O mais antigo disco musical adventista conhecido é de música negra
Texto e imagens por: Michael W. Campbell
Tradução por: Jônathas S. Luz
Publicada originalmente em 02 de Junho de 2021 na Spectrum Magazine (Clique aqui para ler a original)
A descoberta de um antigo disco[1] da Columbia Records, datado de pelo menos 1926 e contendo uma faixa de cada lado —“On Jordan’s stormy baks we stand” e “Take thy burden to the Lord”—, foi compartilhada numa recente conferência acadêmica sobre “Música e Adoração” no Seminário Teológico Adventista do Sétimo dia da Universidade Andrews.

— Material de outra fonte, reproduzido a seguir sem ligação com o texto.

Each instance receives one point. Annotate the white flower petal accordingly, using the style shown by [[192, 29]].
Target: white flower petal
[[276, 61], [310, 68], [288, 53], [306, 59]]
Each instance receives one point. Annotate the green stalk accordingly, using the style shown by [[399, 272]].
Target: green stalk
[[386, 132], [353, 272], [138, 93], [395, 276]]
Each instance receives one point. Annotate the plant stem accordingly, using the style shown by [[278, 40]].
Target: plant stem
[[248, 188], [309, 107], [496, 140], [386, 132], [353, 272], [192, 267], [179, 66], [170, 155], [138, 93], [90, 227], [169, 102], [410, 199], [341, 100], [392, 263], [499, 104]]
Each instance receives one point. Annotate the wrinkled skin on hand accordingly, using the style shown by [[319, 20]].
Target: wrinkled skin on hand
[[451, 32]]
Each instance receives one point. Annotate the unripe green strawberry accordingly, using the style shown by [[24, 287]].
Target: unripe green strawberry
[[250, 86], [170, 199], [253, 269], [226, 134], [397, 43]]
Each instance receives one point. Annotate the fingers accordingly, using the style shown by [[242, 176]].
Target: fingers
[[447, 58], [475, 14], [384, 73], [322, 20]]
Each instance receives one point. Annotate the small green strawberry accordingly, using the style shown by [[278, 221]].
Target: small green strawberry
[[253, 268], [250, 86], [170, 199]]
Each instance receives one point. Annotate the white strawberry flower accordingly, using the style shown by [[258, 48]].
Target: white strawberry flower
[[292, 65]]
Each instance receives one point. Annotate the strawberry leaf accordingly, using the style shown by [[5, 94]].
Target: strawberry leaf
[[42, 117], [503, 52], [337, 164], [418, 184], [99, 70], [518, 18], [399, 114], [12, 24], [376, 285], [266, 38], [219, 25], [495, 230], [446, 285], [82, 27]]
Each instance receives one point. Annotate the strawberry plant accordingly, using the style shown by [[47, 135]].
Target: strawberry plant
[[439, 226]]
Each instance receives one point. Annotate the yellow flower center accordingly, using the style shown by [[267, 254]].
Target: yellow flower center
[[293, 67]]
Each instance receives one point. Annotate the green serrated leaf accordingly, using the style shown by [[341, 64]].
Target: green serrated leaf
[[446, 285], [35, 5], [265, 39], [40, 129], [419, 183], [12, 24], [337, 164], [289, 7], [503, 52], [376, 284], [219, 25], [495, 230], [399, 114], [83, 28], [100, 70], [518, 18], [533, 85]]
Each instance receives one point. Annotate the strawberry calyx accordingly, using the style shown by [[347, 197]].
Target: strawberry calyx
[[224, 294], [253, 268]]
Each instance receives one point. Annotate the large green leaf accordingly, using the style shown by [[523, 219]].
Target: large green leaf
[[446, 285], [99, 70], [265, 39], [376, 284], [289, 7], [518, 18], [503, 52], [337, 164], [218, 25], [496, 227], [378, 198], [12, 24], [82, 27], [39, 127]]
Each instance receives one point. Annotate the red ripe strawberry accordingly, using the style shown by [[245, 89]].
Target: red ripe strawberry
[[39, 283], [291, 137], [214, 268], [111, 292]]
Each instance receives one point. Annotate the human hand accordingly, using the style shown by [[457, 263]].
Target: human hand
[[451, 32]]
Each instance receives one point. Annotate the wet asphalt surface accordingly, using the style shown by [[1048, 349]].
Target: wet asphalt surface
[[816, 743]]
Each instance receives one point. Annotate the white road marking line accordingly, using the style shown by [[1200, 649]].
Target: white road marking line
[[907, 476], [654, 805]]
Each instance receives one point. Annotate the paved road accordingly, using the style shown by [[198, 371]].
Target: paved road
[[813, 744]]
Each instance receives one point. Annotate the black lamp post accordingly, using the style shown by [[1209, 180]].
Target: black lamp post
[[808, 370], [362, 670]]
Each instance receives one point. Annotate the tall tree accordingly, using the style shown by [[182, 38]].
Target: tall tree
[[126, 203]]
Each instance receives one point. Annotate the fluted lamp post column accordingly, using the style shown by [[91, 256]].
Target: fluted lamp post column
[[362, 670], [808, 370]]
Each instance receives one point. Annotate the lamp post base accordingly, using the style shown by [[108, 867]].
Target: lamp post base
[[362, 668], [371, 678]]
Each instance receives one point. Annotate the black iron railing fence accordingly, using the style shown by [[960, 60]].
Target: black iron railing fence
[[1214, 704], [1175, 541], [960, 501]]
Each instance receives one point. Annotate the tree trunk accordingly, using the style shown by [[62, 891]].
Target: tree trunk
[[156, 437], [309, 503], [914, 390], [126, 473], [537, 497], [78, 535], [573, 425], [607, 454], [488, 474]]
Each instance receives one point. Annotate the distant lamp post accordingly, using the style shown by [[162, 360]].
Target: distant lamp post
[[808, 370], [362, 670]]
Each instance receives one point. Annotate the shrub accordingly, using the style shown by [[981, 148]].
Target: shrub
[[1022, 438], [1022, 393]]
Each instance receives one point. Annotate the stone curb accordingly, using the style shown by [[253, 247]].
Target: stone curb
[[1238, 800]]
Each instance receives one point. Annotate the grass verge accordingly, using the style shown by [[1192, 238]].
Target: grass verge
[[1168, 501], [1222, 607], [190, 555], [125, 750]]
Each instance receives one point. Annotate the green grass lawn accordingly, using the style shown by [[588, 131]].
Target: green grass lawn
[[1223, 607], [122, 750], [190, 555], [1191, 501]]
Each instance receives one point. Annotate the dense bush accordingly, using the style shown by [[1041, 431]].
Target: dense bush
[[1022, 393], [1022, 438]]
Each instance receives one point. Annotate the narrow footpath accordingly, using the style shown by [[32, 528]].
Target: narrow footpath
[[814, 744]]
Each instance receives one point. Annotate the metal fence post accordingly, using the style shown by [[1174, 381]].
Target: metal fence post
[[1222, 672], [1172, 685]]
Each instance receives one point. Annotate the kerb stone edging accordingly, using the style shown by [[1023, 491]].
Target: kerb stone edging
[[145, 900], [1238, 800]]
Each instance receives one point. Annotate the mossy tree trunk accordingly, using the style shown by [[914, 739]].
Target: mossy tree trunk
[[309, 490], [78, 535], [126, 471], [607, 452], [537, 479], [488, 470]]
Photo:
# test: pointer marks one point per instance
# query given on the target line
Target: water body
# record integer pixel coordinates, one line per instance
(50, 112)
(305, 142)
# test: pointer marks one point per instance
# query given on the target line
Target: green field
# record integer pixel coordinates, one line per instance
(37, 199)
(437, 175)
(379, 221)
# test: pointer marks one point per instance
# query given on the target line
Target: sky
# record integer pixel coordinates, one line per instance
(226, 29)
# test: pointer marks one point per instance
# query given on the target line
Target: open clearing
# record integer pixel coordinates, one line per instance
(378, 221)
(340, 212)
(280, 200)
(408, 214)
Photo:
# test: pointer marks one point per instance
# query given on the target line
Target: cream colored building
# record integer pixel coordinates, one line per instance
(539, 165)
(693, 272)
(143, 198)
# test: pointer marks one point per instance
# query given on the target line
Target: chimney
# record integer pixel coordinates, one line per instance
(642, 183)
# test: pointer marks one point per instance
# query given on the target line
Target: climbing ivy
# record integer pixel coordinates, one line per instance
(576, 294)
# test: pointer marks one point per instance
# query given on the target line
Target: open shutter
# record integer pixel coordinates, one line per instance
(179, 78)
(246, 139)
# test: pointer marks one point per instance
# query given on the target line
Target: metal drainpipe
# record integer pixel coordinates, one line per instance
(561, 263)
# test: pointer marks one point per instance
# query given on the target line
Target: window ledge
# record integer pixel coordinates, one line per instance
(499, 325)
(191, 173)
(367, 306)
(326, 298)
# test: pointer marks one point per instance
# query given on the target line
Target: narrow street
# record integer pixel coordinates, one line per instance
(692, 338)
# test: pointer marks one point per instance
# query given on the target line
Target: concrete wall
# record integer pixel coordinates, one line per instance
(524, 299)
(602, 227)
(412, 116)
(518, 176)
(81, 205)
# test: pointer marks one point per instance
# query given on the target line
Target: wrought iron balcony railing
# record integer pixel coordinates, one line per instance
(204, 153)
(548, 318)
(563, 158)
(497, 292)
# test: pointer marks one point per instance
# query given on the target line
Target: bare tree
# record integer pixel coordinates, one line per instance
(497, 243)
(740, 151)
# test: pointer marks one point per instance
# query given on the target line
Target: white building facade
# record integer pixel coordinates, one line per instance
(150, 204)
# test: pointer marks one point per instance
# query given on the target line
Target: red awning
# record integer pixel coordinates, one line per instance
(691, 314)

O disco é do “Seventh Day Adventist Choir”, um coral negro de Atlanta, Georgia, e contém também a oração de alguém creditado como Irmão Hubbard. Durante os últimos vinte anos, esse disco esteve guardado num espaço climatizado no laboratório de conservação de áudio da Universidade Baylor. Especialistas acreditam que essa é a gravação musical adventista mais antiga de qualquer tipo existente, abrindo uma janela histórica para o passado musical da Igreja Adventista do Sétimo Dia. O painel da conferência contou com uma ampla gama de experts de diferentes áreas ponderando sobre a importância da gravação. “Cada um de nós se conecta com música de formas diferentes,” observou o Dr. Jason Max Ferdinand, chefe do departamento de música e diretor dos Aeolians da Universidade de Oakwood. Ele acrescentou: “eu acho que será lindo se nós colaborarmos uns com os outros para enxergar como esse disco fez as pessoas se sentirem na época e como ele veio a existir.”Benjamin Baker, doutor e professor sênior de Língua Inglesa na Universidade de Maryland, colocou o disco dentro do contexto histórico do adventismo e da Grande Migração dos negros estadunidenses do século 20. Esse foi um período no qual o movimento populacional se direcionou para os centros urbanos no Sul, como Atlanta. Ao mesmo tempo, adventistas pretos viviam, numa sociedade segregada, como “cidadãos de segunda classe” do Adventismo. Nos anos 1920, Baker recontou, G. E. Peters organizou uma reunião evangelística em Atlanta que resultou na Berean Church, a primeira igreja adventista negra na cidade, e, provavelmente, a congregação de onde os participantes da gravação desse disco vieram. Dr. Baker compartilhou fotografias de adventistas pretos, incluindo uma em particular, da Conferência Geral de 1926, na qual estava o pai de outra das participantes do painel, a Dra. Eurydice Osterman.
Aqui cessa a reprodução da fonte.